Well, as much as I used to dislike CSI: Miami, I now like it. But I have a good excuse! It's hard to get very many stations here at CofO and one of the few I can get it CBS. And Miami is the only show I can get in on Mondays (other than 7th Heaven).


----------



## angelle myst (Oct 27, 2003)

Well i guess you gotta take what you're given!

My main "problem" with Miami is Horatio, i can't help but compare him to Grissom, and he just really doesn't compare! But saying that, i've only seen bits of two eps so i haven't really given him/it much of a chance...


----------



## tokyogirl (Oct 29, 2003)

personally i think david caruso (horatio) is a brilliant actor.  now he was dumb for leaving nypd blue after only 1 season, but that's neither here nor there...


----------



## angelle myst (Nov 16, 2003)

Argh, i've really gotten into CSI:Miami this past week!  I didn't want to, but i have! Horatio is really growing on me  it's sort of weird seeing so much sunlight with them being the day shift!

Back to CSI:LV, i made some G/S wallpaper and made my first G/S vid - all here.


----------



## Tapestry_03 (Nov 16, 2003)

Now you're getting the point. I don't like it, but it's addictive.  Drat! H is a pretty awesome guy, but no Grissom; he just lacks a certain....hmm.....natural intellectual superiority (?).

Aww! I can't believe you used that pic! It's so cute, angelle myst. Now I'm going to have to de-BillyBoyd my computer and make it CSI. What does the second one-This Moment-say? I can't read it. 

Okay, I'm just trying to get this all straight for once. I didn't watch for the first season (maybe even second). So, as I understand it, Grissom is in love with Sara, right? I'm not stupid or slow, but I just wanna check for certain.


----------



## angelle myst (Nov 16, 2003)

Ah, the question of the moment. Ok, so everyone knows Sara has a thing for Grissom, non G/Sers call it a crush, us G/Sers call it "feelings" *g*. Now Grissom is the enigma, he flirts with her, and he gives off signals, and they have amazing *amazing* chemistry, but he hasn't made his move. But that's Grissom for ya, the eternal puzzle.

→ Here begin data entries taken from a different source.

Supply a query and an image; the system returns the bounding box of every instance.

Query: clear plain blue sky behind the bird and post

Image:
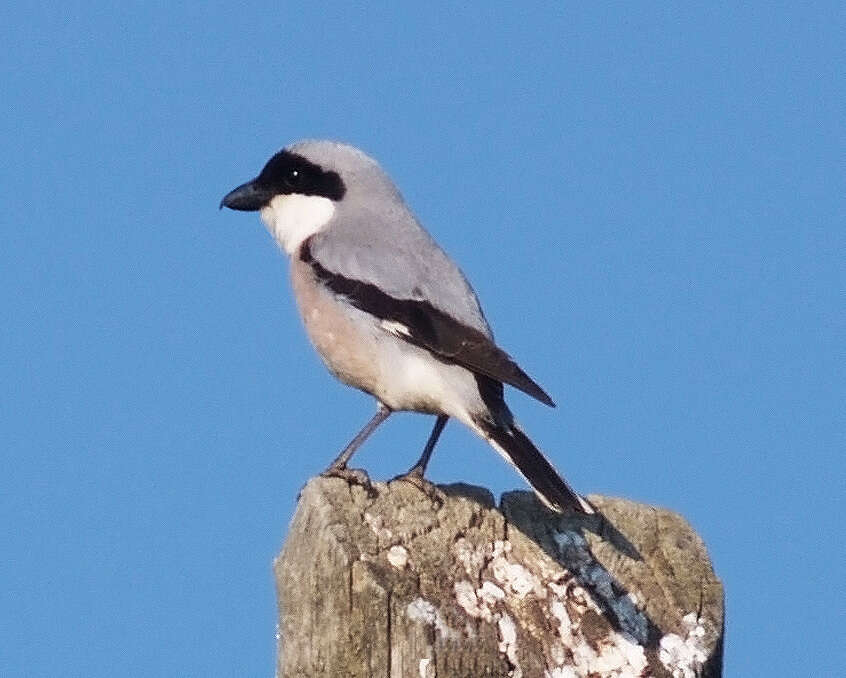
[0,2,846,678]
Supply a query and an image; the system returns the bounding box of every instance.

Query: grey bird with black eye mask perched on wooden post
[220,140,595,514]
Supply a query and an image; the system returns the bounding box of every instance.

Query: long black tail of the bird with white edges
[478,422,596,514]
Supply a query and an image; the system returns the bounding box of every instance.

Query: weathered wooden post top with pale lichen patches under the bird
[274,478,723,678]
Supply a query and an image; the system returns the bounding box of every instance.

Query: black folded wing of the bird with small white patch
[299,241,555,407]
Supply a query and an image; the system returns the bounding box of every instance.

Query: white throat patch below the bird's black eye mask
[261,193,335,254]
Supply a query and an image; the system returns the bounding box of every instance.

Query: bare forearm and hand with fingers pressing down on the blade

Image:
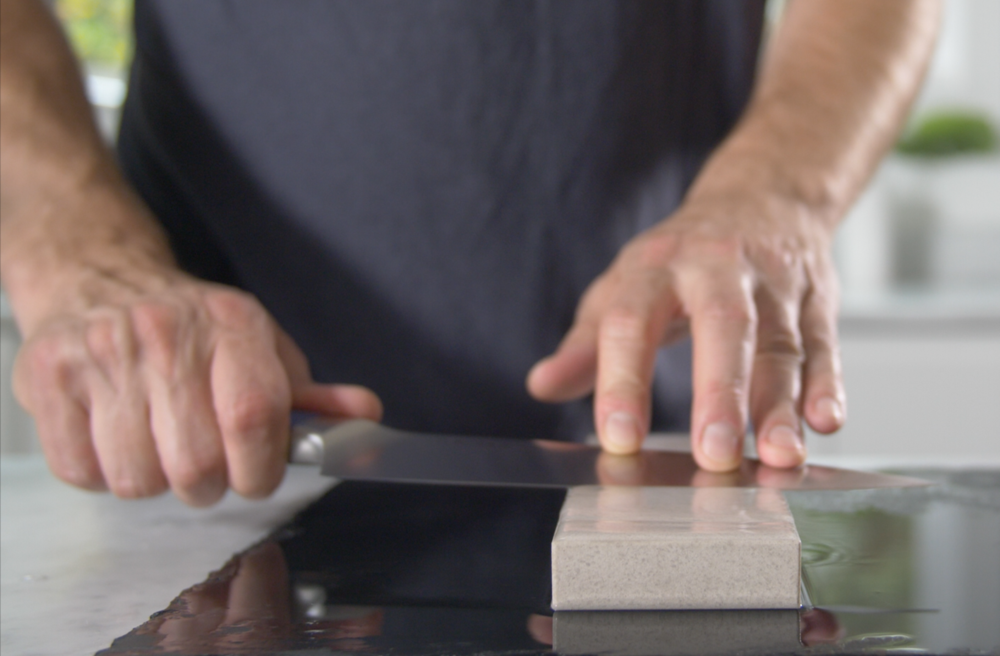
[528,0,939,471]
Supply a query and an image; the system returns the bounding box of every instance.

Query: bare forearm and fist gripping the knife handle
[0,0,382,505]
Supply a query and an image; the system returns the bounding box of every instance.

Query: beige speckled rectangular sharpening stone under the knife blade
[552,486,801,611]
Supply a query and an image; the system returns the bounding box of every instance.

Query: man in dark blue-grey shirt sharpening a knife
[0,0,938,504]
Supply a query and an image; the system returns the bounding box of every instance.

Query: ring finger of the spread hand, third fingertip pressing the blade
[750,287,806,468]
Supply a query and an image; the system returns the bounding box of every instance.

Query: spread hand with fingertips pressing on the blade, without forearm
[529,195,844,471]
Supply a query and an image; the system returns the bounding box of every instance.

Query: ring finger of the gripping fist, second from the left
[84,314,167,499]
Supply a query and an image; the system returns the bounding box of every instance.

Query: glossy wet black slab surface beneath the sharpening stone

Now i'm gonna share something that's been on LJ (Livejournal where i hang out) for a few days, and since i figured if you weren't much a part of the online CSI fandom, you wouldn't have read these. The following links are to *major major spoilers* for ep 4x12, which is in like 5 or so eps. I'm not giving anything away, you can either read them or you don't, but they are major spoilers - go here first and then here.

I'll just tell you, if you're anything like me - they are very much worth reading.

And both wallpapers are the same, they're just different sizes for different screen resolutions 

_Drat! H is a pretty awesome guy, but no Grissom; he just lacks a certain....hmm.....natural intellectual superiority (?)._

Yeah i think that's what i like about him, he's very intelligent, but he doesn't have that kind of "i know everything" vibe that Grissom has. It works for Grissom, but for Horatio, well i think *his* personality suits *him*, if you know what i mean.


----------



## tokyogirl (Sep 14, 2004)

miami wouldn't have been as good as it is if they had tried to make horatio into a mini-grissom.  it works better this way.

also, what do you guys think about the new csi: new york (even though it hasn't started yet)


----------



## Mariel (Sep 14, 2004)

I'm looking forward to New York CSI too.  And I like Gary Sinese too 
:blpaw:


----------



## tokyogirl (Sep 16, 2004)

me 2!   he's awesome!


----------



## Steffi (Feb 2, 2005)

Saw CSI Miami last night, it was the link to CSI New York.  Looks like another brilliant show and with GARY SINESE ..... can't wait 'til saturday.:smokin:


----------



## immortalem (Feb 2, 2005)

I love all the CSI, especially the original one.


----------